Posted by Natasha in Researching Reform

≈ 8 Comments

A survey produced by the Nuffield Family Justice Observatory is hoping to gather information from parents and relatives who have experienced supervision orders in England and Wales.

Supervision orders, which must be applied for through the family courts, give local authorities the power to monitor a child’s needs and progress, and should involve social workers offering the family as a whole all the help and support they need.

It’s important to add that a supervision order doesn’t give local authorities parental responsibility over children and doesn’t give them the right to remove children from parents. Parents always keep their parental responsibility during the life of a supervision order.

The research project is being carried out on behalf of the President of the Family Division’s Public Law Working Group.

The Observatory is looking specifically into cases where the supervision order was made with regard to at least one child, and as a standalone action without any other connecting orders.
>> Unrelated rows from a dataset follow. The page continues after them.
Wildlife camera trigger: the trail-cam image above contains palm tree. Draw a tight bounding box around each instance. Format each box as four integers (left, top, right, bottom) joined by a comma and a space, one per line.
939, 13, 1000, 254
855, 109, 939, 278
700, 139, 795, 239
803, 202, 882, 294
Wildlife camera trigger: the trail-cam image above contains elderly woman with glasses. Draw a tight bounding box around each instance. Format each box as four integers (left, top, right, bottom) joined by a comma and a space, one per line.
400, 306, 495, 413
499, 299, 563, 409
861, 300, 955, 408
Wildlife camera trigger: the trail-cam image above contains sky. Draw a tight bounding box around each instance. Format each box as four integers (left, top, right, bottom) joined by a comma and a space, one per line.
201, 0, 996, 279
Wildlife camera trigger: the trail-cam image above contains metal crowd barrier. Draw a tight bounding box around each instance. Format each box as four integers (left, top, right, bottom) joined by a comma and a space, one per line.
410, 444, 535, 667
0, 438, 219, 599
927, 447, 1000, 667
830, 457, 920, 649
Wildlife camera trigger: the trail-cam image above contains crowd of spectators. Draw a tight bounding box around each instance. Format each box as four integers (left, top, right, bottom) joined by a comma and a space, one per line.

The organisation would like to hear from parents and family members who have been involved in care proceedings in the last six years where a supervision order was made and who are happy to fill out the survey.

Families can also register to take part in a focus group or interview about supervision orders, and can do so by contacting Judith Harwin (j.e.harwin@lancaster.ac.uk) or Lily Golding (l.f.golding@lancaster.ac.uk; 07511 555990) at Lancaster University.

The survey, which can be accessed here, runs until 8 March 2021.